Here we report successful tolvaptan administration in a patient who developed severe and uncontrolled hyponatremia due to SIADH. To our knowledge, this is the first report from Turkey of successful pediatric tolvaptan treatment.

Hypothalamus and/or tract damage due to neurosurgery or trauma may frequently result in a typical triphasic response (18,19,20). First, transient DI develops, beginning within 24 hours and lasting from four to five days. The DI is due to reflex inhibition of ADH release because of hypothalamic dysfunction. Following that, on days 6-10, a transient SIADH develops, caused by release of stored ADH from the disrupted posterior pituitary. Finally, DI reoccurs, after the posterior pituitary ADH stores are consumed. This third phase DI may be permanent or transient (19,20). Our patient exhibited this triphasic response.

There are two different approaches to managing central DI in patients who have undergone cranial surgery. The first approach is to employ fluids and avoid the use of vasopressin. This approach may be particularly useful for managing acute postoperative DI in young children. Vasopressin therapy may mask the emergence of the second SIAD phase of the triple phase neurohypophyseal response to neurosurgical injury (21). The other approach is treatment with vasopressin. Our patient was 13-years-old with a weight of 60.2 kg which is the same weight as some adults. For this reason, we preferred to use vasopressin for the DI, and did not observe the masking of the emergence of the SIAD when DI was thought to persist transiently for four or five days (19,20).

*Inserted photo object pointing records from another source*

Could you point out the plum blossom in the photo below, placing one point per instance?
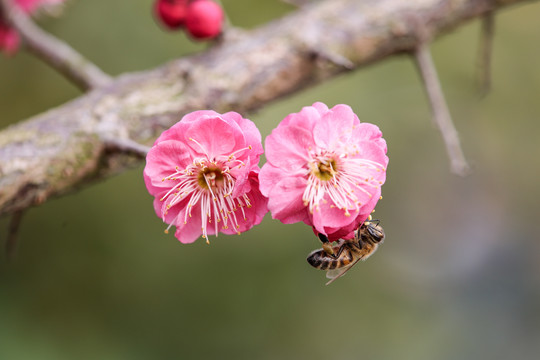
(203, 173)
(9, 38)
(325, 168)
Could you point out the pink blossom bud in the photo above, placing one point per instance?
(172, 13)
(204, 19)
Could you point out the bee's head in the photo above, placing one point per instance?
(375, 231)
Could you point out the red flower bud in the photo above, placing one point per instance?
(172, 13)
(204, 19)
(9, 40)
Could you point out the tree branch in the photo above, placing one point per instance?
(53, 51)
(486, 49)
(441, 114)
(64, 148)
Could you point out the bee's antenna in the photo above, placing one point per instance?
(323, 238)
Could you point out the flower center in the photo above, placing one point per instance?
(325, 169)
(207, 183)
(338, 177)
(210, 178)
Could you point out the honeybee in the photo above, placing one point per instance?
(341, 258)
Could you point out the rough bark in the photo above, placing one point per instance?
(65, 148)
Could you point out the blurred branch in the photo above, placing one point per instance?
(64, 148)
(441, 113)
(53, 51)
(13, 233)
(486, 49)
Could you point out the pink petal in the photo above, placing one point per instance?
(269, 177)
(250, 132)
(190, 231)
(306, 118)
(336, 126)
(328, 215)
(287, 147)
(213, 136)
(161, 162)
(285, 201)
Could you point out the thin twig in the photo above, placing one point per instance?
(126, 146)
(13, 232)
(486, 49)
(441, 114)
(53, 51)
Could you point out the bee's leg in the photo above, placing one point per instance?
(327, 246)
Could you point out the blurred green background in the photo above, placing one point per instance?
(458, 276)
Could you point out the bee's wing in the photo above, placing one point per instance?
(335, 274)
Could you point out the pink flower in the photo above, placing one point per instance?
(30, 6)
(324, 168)
(204, 19)
(9, 39)
(203, 173)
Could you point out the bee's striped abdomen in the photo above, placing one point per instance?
(319, 259)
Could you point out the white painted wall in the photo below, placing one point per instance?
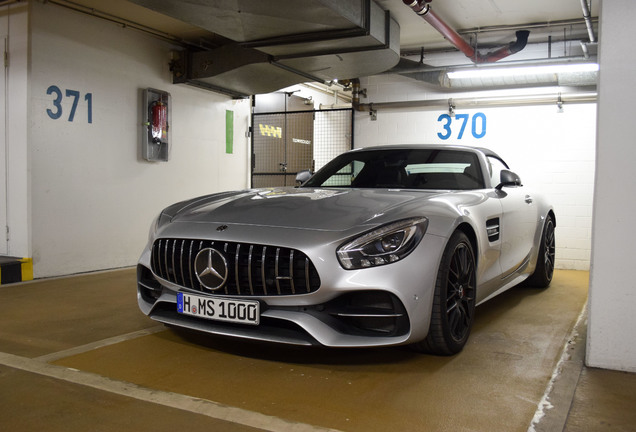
(92, 195)
(612, 322)
(552, 152)
(17, 158)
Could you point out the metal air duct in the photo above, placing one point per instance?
(273, 44)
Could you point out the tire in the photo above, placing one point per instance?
(542, 275)
(454, 300)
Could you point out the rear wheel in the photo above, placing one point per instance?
(542, 275)
(454, 301)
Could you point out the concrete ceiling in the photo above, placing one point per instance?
(556, 28)
(463, 15)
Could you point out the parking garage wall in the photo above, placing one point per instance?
(552, 150)
(93, 197)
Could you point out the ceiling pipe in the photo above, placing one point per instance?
(423, 9)
(587, 16)
(480, 102)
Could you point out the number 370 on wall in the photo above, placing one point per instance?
(477, 125)
(56, 111)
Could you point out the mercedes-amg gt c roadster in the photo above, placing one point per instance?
(391, 245)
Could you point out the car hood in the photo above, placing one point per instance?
(305, 208)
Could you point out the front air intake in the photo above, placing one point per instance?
(252, 270)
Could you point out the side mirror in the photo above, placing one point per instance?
(302, 177)
(508, 178)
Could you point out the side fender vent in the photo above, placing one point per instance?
(492, 228)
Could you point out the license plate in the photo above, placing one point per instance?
(219, 308)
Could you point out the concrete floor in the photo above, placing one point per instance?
(76, 354)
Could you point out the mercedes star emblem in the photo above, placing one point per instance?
(210, 267)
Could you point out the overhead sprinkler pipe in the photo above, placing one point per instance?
(423, 9)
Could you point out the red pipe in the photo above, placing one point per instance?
(423, 9)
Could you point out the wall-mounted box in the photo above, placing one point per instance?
(155, 133)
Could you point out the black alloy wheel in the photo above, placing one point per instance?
(544, 271)
(454, 301)
(460, 292)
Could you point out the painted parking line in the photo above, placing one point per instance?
(48, 358)
(168, 399)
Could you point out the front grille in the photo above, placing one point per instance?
(253, 270)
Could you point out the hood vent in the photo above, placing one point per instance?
(273, 44)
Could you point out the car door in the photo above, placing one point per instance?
(518, 225)
(518, 222)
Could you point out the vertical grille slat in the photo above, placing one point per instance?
(291, 272)
(254, 269)
(277, 270)
(249, 269)
(307, 280)
(263, 266)
(237, 273)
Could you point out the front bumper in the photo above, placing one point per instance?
(383, 306)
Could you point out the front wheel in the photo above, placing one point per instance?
(454, 301)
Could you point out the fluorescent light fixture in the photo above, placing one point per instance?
(492, 72)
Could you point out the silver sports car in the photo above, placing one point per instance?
(382, 246)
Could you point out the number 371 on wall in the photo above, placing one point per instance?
(55, 112)
(477, 125)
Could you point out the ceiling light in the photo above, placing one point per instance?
(491, 72)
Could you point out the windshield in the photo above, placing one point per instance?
(403, 169)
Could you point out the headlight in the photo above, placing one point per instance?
(384, 245)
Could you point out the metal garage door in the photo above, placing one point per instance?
(285, 143)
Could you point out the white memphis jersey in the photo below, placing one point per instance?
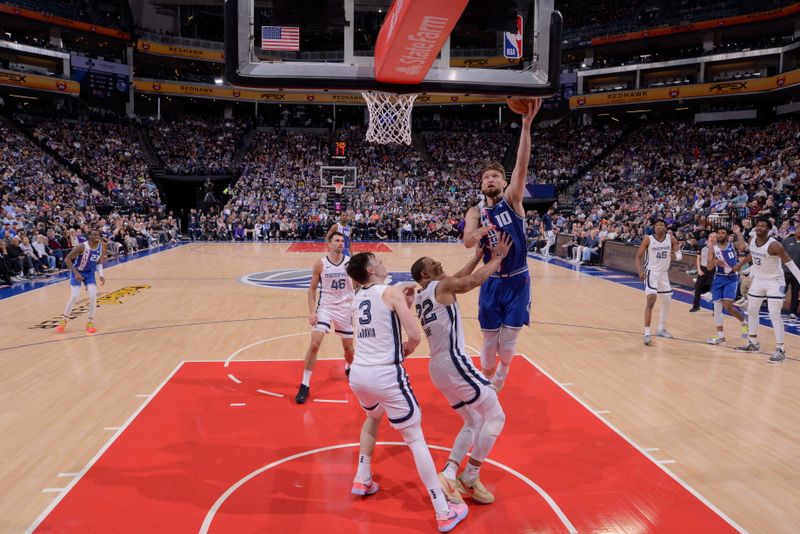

Also, a surgery of longer duration has been associated with developing the triphasic response (22). Our patient’s surgery took about 10.5 hours. However, in the second transient SIADH phase, the patient developed severe and uncontrollable, symptomatic hyponatremia. For this reason, even though it was probable that this second phase was temporary, intervention was unavoidable because of the severe hyponatremia together with resistance to fluid restriction and hypertonic saline therapy. Vaptans were the most appropriate choice as an alternative treatment. We preferred to use tolvaptan in this case, which is a selective V2 receptor antagonist, as it may be more effective and cause fewer side effects. Her resistant hyponatremia improved dramatically and rapidly following a single low-dose tolvaptan administration.

Marx-Berger et al (6) reported the use of tolvaptan treatment in two infants with non-improving hyponatremia due to SIADH. The treatment was initiated at a dose of 0.8 mg/kg/day, and the dose was reduced to 0.22 mg/kg/day upon the onset of hypernatremia on the second day of treatment in one infant. Tolvaptan was used for seven months in one of the infants and for 13 months in the other, without any problems. In our patient, a single dose of tolvaptan at a dose of 0.13 mg/kg/day was sufficient, and in our patient, even desmopressin was started due to the development of hypernatremia and conversion of the condition to DI. In another article, tolvaptan treatment was given to three SIADH patients aged between four and seven years, at a dose of 0.05-0.3 mg/kg/day, and low dose tolvaptan treatment was continued for as long as 3-4 years without complications (5). Long-term therapy such as this can be given with confidence as the reported incidence of adverse effects is extremely low.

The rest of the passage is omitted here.